Several members on the committee noted that the panel was more unified than it's been in a long time, and Cummings' increasingly heated exchange with Shulman revealed comity with chairman Darrell Issa (R-Calif.) that was nonexistent during the Benghazi hearing.
Under questioning from Rep. Jackie Speier (D-Calif.), Shulman claimed he only got two notices from members of Congress concerned about targeting instead of the 132 letters actually sent to him.
"Do you take responsibility for what happened in the Cincinnati office?" Speier asked.
"Being done? You know, I don't take personal responsibility for there being a list with criteria put on it, but I do accept the fact that this did happen on my watch," Shulman said.
Rep. Tammy Duckworth (D-Ill.) asked what Shulman will actually take responsibility for.
"I wouldn't go down a long list. I was the leader of the IRS at the time that this happened. I accept the fact that this happened on my watch, and I'm very sorry that this happened while I was at the IRS," he responded.
"Mr. Shulman, do you accept responsibility for Ms. Lerner's failures as your employee?" Duckworth continued. Lois Lerner, head of the tax-exempt division, refused to answer questions early in the hearing after declaring in a statement that she's innocent of all wrongdoing.

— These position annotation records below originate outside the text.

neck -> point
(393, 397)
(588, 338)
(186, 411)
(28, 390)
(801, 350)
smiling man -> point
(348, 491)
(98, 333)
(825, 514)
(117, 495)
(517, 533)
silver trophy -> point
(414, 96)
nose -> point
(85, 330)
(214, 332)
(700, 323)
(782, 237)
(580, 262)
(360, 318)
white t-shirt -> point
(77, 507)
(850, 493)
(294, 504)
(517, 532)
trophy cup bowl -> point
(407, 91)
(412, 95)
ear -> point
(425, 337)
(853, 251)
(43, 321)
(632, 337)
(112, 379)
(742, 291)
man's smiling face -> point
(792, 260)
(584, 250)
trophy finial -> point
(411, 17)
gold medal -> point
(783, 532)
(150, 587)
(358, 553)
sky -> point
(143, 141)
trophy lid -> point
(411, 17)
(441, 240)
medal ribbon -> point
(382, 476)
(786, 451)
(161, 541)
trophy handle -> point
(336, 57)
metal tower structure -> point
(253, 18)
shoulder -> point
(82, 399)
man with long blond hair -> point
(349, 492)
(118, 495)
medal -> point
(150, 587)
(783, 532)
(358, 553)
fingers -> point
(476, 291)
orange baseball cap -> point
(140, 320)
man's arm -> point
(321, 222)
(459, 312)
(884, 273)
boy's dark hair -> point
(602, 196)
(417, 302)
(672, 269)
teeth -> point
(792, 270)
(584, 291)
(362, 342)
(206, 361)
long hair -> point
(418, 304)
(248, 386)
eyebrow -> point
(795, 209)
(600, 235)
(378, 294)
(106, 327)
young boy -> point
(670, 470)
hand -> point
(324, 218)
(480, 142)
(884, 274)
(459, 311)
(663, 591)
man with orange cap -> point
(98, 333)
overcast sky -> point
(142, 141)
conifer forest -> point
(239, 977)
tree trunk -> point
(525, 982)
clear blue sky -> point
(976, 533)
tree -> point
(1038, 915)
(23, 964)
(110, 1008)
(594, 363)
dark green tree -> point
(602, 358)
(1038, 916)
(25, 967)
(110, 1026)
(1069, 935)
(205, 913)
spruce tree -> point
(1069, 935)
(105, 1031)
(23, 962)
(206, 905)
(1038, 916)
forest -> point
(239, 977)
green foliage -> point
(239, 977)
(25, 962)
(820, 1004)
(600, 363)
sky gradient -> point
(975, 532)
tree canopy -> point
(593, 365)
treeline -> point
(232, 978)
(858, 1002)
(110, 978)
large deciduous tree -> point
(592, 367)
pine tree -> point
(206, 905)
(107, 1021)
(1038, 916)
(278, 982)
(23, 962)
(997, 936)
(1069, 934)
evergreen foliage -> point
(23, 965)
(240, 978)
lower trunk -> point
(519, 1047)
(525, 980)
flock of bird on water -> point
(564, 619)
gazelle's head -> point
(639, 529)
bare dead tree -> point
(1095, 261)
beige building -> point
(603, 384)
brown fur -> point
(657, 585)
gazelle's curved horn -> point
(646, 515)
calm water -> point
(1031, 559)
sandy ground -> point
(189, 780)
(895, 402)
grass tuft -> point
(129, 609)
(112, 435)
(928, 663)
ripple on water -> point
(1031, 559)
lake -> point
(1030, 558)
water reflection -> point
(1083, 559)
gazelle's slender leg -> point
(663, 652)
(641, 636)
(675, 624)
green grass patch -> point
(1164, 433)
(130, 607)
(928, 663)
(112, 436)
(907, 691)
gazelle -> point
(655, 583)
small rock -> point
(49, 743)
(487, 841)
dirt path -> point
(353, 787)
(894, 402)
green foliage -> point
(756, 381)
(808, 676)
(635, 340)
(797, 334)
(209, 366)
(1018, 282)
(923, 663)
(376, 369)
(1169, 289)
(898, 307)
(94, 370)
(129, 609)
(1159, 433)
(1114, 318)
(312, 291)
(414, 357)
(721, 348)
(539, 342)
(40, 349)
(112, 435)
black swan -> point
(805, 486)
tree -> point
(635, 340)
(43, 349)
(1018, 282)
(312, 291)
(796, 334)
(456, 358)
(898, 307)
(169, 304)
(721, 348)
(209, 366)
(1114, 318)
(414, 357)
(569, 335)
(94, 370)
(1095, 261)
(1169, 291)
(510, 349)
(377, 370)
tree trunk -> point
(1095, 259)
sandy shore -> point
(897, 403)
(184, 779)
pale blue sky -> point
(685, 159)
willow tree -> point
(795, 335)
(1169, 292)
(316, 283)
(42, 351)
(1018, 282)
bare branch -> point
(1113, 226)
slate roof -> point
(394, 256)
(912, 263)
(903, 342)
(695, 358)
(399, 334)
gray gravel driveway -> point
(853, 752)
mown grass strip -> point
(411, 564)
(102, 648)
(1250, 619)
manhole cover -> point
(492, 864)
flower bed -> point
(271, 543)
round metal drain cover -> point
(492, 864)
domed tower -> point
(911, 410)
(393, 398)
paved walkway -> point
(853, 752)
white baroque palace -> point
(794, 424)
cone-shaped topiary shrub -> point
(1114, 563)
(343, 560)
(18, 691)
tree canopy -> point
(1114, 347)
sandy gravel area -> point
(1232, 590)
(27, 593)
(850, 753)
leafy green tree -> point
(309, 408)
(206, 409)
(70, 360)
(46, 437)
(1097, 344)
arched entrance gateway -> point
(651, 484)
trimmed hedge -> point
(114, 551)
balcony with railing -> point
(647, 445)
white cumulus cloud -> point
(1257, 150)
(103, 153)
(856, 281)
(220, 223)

"I have the same answer. This happened on my watch. I do not accept responsibilities for all of the actions taken by all of the people outlined in the report," he said.
Duckworth, who lost both of her legs in the Iraq War, chided Shulman that "you're always responsible for the performance, the training, the actions of the men and women under you."
"I am deeply disappointed in your answer because right now in forward operating bases in Afghanistan, all over the world we have 25-year-old buck sergeants and second lieutenants who know you can delegate authority, you can never delegate responsibility," she said.
On Shulman's part, the former head of the IRS wasn't projecting an attitude today that would win him many friends.
Least of all Lynch.
"My understanding was the conservative groups were not the only ones getting these questions. That was my memory," Shulman said.
"Now you're saying that they weren't being targeted because other groups were also being targeted for their political views. Is that what you're saying?" Lynch asked.
"No, that's not --"
"Well, that's interesting, because that's just what I heard."
"Well, I'd love to explain it to you, Congressman," Shulman said. "At no time, to the best of my memory, that -- was I ever given the impression that these were only being asked of conservative groups."
"After telling Congress that no -- absolutely no one is being targeted, you learn that there's a list, a list of people being targeted, tea party, patriots, people who are critical of how the government is being run, and -- and what did you do after that point?" Lynch said. "You did nothing. You did nothing to straighten out the impression that you had left by your testimony before Congress. Sir, you misled Congress. You misled Congress. Make no question about it. You told us one thing. When you learned -- when you learned that our suspicions were true, when you learned that there was a list, you did nothing. You did nothing."
Shulman carefully framed his words throughout the hearing, saying he "was dismayed and saddened to read the inspector general's conclusions that actions had been taken creating the appearance that the service was not acting as it should have."
Democrats on the panel lauded Issa's announcement that he'll summon the new acting IRS chief, White House budget official Daniel Werfel, "to come before us so that we can perhaps see in advance whether the management skills are there."
"I thank you because I think that's a major move," Cummings told Issa.
Freshman Rep. Mark Pocan (D-Wis.) noted "the inept, inexcusable actions of the IRS have done more to unify Democrats and Republicans than I've seen in my five months here so far."
"So that's what I'm going with. I'm going to try to work off of that," Pocan added.
"I'd use it until we lose it, and hopefully we won't," Issa said.